You're reading: Pro-Russia party seeks share of power in Latvia

RIGA - Latvia's pro-Russian party launched a bid on Monday for a place in government for the first time in the Baltic state's post-Soviet period, but suspicions it hopes to steer policy towards Moscow could stem any chance of coalition membership.

The Harmony Centre party, traditionally supported by Latvia’s large Russian minority, is due to meet the two centre-right Latvian parties leading coalition talks after winning the most votes in a weekend poll.

But its goal of easing the ruling centre-right’s austerity measures and improving ties with eastern neighbour Russia could make the talks difficult.

"Harmony Centre is for me at the moment a complete dark horse," said former President Valdis Zatlers, whose party came second in the election.

If Harmony realises its goal of being in a coalition, it could help Russia increase its influence in the NATO member and EU state, which has not had a party catering to its Russian minority in government since it regained independence in 1991.

Zatlers, who forced the snap election less than a year after the last vote by dissolving parliament in a fight against corruption, told a news programme the meeting would be the first time Harmony had ever been involved in serious government talks.

Harmony would later meet the Unity Party of Prime Minister Valdis Dombrovskis, who led tough austerity measures during an international bailout and says his policies helped Latvia recover from an 18 percent output drop in 2009.

Zatlers and Dombrovskis, seen as natural allies, jointly have 42 seats in the 100-seat parliament to Harmony’s 31 and need a third partner for a majority.

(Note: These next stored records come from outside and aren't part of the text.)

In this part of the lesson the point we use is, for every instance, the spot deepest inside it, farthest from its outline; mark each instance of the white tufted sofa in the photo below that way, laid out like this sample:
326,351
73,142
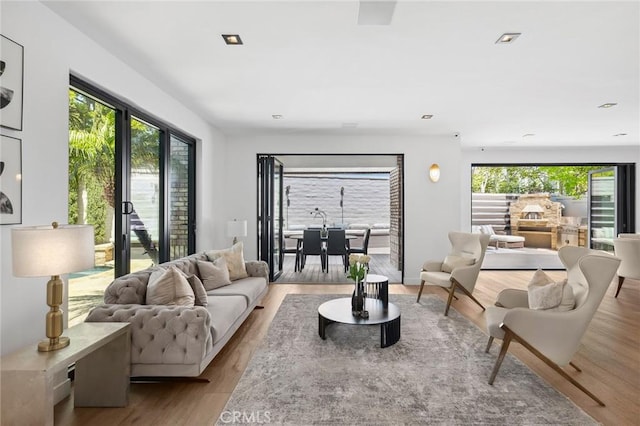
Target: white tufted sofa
180,340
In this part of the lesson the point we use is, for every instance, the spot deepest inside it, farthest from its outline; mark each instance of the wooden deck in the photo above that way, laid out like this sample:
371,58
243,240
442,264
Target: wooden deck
312,272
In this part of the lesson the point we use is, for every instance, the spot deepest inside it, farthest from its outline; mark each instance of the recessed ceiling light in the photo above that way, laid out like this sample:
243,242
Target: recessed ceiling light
507,38
232,39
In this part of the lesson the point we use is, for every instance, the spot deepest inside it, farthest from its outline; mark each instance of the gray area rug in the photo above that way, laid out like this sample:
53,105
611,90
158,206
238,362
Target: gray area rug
436,374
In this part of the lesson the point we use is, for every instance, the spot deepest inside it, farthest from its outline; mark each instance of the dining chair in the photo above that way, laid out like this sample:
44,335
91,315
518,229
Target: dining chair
337,246
364,249
291,245
312,246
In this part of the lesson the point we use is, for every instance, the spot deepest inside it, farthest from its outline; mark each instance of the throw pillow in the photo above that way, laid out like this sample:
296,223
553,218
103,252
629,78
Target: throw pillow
169,287
234,259
214,274
487,229
543,293
199,291
452,261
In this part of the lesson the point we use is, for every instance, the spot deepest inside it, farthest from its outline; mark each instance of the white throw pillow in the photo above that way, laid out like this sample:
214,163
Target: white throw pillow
169,287
487,229
234,258
545,294
452,261
214,274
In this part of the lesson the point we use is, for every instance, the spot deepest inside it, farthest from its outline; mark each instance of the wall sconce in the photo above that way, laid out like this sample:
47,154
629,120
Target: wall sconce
434,172
236,228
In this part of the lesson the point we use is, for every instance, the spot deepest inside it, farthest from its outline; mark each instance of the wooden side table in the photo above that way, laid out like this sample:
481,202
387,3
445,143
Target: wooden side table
101,352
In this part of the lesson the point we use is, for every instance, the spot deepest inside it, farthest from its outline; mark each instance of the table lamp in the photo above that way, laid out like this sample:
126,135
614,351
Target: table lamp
236,228
40,251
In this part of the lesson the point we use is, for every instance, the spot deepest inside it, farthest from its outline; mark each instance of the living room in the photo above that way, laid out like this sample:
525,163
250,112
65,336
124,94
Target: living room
225,161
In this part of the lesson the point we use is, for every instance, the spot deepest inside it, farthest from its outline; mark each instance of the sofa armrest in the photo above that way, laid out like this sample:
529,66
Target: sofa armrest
162,334
257,268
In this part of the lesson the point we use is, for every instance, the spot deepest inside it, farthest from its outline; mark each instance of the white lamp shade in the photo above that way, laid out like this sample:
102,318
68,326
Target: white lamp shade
40,251
237,228
434,172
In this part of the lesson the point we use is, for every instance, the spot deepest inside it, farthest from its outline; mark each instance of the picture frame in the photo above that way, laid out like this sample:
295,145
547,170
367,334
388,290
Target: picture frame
10,180
11,83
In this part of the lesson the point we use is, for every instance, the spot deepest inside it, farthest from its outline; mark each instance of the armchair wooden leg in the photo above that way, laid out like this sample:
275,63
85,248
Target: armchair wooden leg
465,291
508,334
489,343
420,292
452,289
620,281
503,351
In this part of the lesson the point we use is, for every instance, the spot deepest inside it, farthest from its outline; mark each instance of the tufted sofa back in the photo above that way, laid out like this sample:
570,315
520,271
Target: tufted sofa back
132,288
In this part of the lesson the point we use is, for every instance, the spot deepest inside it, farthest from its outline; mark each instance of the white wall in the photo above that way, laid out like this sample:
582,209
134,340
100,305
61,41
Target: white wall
52,49
431,209
629,154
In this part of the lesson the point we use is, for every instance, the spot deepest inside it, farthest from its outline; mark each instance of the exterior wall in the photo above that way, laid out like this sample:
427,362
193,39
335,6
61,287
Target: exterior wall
366,200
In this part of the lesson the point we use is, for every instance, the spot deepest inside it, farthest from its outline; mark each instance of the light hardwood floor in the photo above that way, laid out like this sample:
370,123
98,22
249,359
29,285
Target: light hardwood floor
609,357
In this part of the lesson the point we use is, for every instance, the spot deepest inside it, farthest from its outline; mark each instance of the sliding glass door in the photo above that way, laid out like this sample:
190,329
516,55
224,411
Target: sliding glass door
132,177
611,205
181,209
270,217
144,205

That could be Harmony, or a nationalist bloc, which has 14 seats.

HISTORIC QUESTIONS

Before the vote, Harmony backed more social welfare spending and is reluctant about moving to the euro.

Zatlers and Dombrovskis back euro adoption in 2014 and want to pursue further fiscal austerity to reach that goal.

Harmony leader Nils Usakov, 35, the mayor of capital city Riga, told Dienas Bizness newspaper that Latvia should only try to meet the economic criteria to adopt the euro in 2013. That would mean its launch in 2015 at the earliest.

He also backed a referendum, with polls currently showing little support for the euro.

Usakov’s bid to share power could get a boost from a report that Harmony could have received support from 15 percent of ethnic Latvian voters — showing the party had widened its appeal from its traditional base of Russian-speaking people.

The data, reported in a daily newspaper, have yet to be confirmed by other experts. Harmony’s number of votes rose only slightly from the last ballot in October 2010. It won two more seats.

Latvian parties also have to overcome suspicion of Russian influence and disagreement over the Soviet period, which many ethnic Latvians see as a period of illegal occupation.

Usakov has seemed to soften his stance on such questions, saying he was not allergic to the word occupation, though he rejected seeing Soviet-era Russian-speakers as "occupants".

About a third of the 2.2 million population are Russian speakers and just over half of them have the right to vote.

If Harmony is eventually left out of the coalition, Zatlers and Dombrovskis could turn to the nationalist All for Latvia-For Fatherland and Freedom-LNNK to form a majority.

It doubled its parliament presence to 14 seats. But some of its members are also seen as too ultra-nationalist.

President Andris Berzinsh is responsible for nominating the prime minister. He has said he will only do that after Sept. 28, when he returns from a trip to the United Nations in New York, giving parties time to agree on a coalition.

Zatlers dissolved parliament after lawmakers, including Harmony Centre, refused permission for prosecutors to search a flat owned by a businessman, who was a member of the old parliament and one of three men labelled as oligarchs.

Two of the three "oligarchs", who deny any wrongdoing, lost their places in parliament, while a farmers’ party spearheaded by the third had its representation cut to 13 seats from 22.